Шрифт:
Чувствуй, что во рту сохнет, Андрей сказал как можно непринужденнее:
— Спасибо, что Нюрку привечаешь…
Ему показалось, что Дарья улыбается. Тогда он сказал тихо и просто, как о деле решенном:
— Выходи за меня, а?!
И услышал трясущийся, безудержный смех. Вскочил, точно его шилом кольнули.
— Смеешься?!
Дарья отдышалась.
— А что ж, плакать?
— Выйдешь?
— Бабке Филимонихе вон под семьдесят и той замуж захотелось, деда моложе себя нашла. А я чем не невеста?
— Смеешься…
Андрей встал и вздохнул шумно и безнадежно. Дарья закатилась пуще прежнего. А через минуту тихо, почти шепотом:
— Выйду…
И расплакалась, по-детски всхлипывая и постанывая.

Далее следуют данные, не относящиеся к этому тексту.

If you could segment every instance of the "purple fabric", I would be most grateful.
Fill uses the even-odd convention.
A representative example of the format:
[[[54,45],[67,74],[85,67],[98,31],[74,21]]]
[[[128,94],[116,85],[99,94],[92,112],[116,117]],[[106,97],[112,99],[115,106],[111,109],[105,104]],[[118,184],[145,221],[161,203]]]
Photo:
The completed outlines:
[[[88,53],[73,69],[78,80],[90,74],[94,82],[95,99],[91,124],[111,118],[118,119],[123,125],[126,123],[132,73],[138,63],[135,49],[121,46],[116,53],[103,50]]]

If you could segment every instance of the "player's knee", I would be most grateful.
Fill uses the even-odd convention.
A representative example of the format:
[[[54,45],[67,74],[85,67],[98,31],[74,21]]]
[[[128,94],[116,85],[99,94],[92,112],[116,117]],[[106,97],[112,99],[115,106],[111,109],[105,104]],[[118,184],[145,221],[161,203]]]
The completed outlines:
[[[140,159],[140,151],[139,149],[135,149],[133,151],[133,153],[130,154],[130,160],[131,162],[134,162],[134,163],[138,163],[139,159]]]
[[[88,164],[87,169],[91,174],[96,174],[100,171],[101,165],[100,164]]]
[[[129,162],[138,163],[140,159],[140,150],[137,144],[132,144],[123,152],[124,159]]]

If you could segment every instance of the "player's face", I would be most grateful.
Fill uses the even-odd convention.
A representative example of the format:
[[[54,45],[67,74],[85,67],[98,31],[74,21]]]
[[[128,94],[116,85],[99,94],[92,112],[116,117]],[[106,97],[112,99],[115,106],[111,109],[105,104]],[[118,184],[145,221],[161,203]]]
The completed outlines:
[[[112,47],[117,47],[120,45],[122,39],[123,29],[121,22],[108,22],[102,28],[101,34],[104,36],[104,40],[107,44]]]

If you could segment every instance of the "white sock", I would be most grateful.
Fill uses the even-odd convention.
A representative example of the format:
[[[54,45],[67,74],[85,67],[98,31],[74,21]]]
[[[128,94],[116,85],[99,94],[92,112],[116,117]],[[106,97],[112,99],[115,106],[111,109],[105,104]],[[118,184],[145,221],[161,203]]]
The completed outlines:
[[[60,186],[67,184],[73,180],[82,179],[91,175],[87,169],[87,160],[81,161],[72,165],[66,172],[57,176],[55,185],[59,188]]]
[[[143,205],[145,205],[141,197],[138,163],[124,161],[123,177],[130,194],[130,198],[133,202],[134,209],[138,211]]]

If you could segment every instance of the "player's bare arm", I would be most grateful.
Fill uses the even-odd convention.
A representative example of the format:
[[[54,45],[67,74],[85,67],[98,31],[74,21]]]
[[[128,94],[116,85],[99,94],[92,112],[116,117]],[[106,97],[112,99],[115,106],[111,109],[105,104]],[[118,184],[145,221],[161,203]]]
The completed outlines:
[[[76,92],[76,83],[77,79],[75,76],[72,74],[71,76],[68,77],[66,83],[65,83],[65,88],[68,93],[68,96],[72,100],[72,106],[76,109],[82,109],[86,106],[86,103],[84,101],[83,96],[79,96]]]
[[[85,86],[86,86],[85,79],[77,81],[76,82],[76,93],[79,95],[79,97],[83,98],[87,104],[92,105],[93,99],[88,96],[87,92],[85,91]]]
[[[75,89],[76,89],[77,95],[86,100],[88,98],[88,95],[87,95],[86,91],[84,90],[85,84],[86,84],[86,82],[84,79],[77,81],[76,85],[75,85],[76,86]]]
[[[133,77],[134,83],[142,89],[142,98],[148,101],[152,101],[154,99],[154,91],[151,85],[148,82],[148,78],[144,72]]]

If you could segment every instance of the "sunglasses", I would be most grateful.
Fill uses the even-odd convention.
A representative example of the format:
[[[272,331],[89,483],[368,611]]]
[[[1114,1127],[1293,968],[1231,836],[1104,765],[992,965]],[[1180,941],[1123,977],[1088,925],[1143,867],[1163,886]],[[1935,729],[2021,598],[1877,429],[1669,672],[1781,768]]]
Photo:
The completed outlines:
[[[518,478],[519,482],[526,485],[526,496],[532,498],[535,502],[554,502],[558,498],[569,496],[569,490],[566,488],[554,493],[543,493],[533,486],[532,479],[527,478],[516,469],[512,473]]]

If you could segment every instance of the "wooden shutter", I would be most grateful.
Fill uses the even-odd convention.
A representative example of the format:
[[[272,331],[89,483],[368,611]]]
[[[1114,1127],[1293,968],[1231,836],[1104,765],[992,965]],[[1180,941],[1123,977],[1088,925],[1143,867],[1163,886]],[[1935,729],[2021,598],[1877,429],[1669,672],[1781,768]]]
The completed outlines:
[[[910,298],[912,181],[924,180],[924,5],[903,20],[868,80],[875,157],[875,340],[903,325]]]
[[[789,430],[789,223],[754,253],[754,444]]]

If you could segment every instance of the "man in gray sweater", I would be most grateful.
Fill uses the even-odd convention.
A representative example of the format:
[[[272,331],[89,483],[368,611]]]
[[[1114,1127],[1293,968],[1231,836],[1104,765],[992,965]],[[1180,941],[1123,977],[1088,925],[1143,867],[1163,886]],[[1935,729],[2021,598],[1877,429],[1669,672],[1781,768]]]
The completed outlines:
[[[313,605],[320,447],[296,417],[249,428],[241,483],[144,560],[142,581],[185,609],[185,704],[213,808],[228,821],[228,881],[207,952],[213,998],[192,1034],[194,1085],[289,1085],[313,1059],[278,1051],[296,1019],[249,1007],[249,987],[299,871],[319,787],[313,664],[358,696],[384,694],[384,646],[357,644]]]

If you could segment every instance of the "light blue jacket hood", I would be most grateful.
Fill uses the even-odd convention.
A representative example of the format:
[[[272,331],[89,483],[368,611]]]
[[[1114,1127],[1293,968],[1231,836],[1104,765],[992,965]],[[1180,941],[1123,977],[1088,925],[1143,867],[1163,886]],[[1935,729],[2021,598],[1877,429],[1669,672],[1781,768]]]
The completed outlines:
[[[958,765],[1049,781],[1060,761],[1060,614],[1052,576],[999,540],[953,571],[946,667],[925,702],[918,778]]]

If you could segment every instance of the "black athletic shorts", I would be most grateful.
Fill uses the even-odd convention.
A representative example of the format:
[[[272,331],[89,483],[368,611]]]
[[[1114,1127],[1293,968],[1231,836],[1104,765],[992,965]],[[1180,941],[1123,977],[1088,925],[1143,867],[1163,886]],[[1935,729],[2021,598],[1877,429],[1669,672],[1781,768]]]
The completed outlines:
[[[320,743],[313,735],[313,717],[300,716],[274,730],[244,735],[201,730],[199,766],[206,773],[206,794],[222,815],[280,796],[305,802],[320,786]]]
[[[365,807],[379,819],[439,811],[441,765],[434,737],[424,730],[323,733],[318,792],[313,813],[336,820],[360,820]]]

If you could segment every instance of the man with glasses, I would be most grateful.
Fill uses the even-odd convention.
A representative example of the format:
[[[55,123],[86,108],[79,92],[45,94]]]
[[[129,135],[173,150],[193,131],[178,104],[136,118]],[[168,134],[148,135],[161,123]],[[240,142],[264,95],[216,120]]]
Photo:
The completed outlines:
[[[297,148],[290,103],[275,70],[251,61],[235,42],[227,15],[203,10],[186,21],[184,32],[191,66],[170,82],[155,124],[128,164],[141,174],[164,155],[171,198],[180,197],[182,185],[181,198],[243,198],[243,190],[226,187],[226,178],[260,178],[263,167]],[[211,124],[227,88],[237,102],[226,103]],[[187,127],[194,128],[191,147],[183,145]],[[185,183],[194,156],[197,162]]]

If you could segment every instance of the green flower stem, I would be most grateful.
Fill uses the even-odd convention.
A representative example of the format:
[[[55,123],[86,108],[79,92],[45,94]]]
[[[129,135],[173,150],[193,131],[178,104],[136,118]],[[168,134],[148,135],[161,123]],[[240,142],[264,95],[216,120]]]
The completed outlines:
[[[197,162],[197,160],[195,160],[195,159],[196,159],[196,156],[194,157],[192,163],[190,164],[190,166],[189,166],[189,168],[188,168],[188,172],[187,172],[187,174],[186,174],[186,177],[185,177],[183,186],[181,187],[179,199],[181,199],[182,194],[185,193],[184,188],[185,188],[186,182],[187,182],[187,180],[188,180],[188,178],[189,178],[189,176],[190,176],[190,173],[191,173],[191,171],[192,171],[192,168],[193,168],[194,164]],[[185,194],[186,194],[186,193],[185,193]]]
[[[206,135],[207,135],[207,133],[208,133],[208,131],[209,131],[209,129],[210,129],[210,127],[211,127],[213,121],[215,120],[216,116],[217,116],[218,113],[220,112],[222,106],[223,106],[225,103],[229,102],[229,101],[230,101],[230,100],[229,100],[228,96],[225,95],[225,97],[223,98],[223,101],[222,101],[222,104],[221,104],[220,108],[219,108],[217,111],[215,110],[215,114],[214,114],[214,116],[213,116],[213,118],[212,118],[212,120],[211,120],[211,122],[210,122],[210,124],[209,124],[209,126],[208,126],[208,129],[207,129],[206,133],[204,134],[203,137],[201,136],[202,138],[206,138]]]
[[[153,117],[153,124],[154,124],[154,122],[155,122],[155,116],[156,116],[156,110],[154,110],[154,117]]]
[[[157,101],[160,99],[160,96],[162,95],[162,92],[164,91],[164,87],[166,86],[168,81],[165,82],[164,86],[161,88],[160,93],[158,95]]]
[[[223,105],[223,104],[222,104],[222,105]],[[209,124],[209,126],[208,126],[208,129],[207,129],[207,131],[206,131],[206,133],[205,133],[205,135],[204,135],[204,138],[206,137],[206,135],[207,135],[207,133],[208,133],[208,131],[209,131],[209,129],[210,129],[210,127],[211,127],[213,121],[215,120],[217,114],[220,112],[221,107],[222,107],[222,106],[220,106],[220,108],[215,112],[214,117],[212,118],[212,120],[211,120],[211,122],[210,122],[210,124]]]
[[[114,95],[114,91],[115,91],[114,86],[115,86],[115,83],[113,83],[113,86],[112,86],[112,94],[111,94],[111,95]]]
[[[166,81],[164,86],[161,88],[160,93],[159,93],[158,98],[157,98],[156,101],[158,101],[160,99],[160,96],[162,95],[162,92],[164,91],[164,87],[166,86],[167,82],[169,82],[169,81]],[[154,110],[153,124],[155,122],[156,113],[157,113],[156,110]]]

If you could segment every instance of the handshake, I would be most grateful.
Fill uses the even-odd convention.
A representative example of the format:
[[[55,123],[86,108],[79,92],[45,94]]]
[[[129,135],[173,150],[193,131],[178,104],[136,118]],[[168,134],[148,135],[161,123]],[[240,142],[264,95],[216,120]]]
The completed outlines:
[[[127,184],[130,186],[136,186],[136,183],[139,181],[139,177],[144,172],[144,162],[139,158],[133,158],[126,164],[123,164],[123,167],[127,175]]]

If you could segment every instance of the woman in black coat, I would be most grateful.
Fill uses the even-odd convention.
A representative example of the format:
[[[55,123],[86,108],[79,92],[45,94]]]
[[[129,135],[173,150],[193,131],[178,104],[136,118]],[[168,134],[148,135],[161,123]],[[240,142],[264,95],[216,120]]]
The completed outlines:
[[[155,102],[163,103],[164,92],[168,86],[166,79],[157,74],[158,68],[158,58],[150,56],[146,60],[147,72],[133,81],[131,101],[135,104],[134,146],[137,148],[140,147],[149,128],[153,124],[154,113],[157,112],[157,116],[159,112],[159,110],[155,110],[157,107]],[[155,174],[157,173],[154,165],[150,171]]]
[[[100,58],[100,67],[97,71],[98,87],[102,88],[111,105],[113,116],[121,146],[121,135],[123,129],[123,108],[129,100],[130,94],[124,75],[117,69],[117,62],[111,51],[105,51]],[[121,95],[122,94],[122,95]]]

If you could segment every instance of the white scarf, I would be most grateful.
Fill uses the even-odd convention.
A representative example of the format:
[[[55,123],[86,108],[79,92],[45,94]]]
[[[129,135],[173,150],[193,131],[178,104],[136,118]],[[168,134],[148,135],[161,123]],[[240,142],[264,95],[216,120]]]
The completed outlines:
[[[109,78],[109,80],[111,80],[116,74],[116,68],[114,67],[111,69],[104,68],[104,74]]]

Свежая, росистая, с приторно-сладким густым запахом цветущей акации предрассветная хмарь. На бледно-зеленом небе с восточной стороны едва приметные осколочки уже не мигающих звезд.
От речки тянет пряностью молодого жирующего камыша и ряски. К этим запахам еще примешивается теплый, парной — от скотных базов. С подворий слышатся ленивые коровьи вздохи, позвякиванье подойников, ласковые окрики хозяев. По хутору крадется мягкий дымчатый рассвет. Неровную череду острых верхушек уличных осокорей уже золотит еще не видимое глазу солнце. Разноголосо кричат петухи. Где-то с краю хутора, захлебываясь, точеным эхом зататакал мотоцикл. Заливисто отозвался испуганный щенок.
— Митя! Митя! Брусок забыл! — зовет кого-то молодой женский голос.
Доярки, в белых косынках, блестя на солнце оцинкованными подойниками, идут на утреннюю дойку.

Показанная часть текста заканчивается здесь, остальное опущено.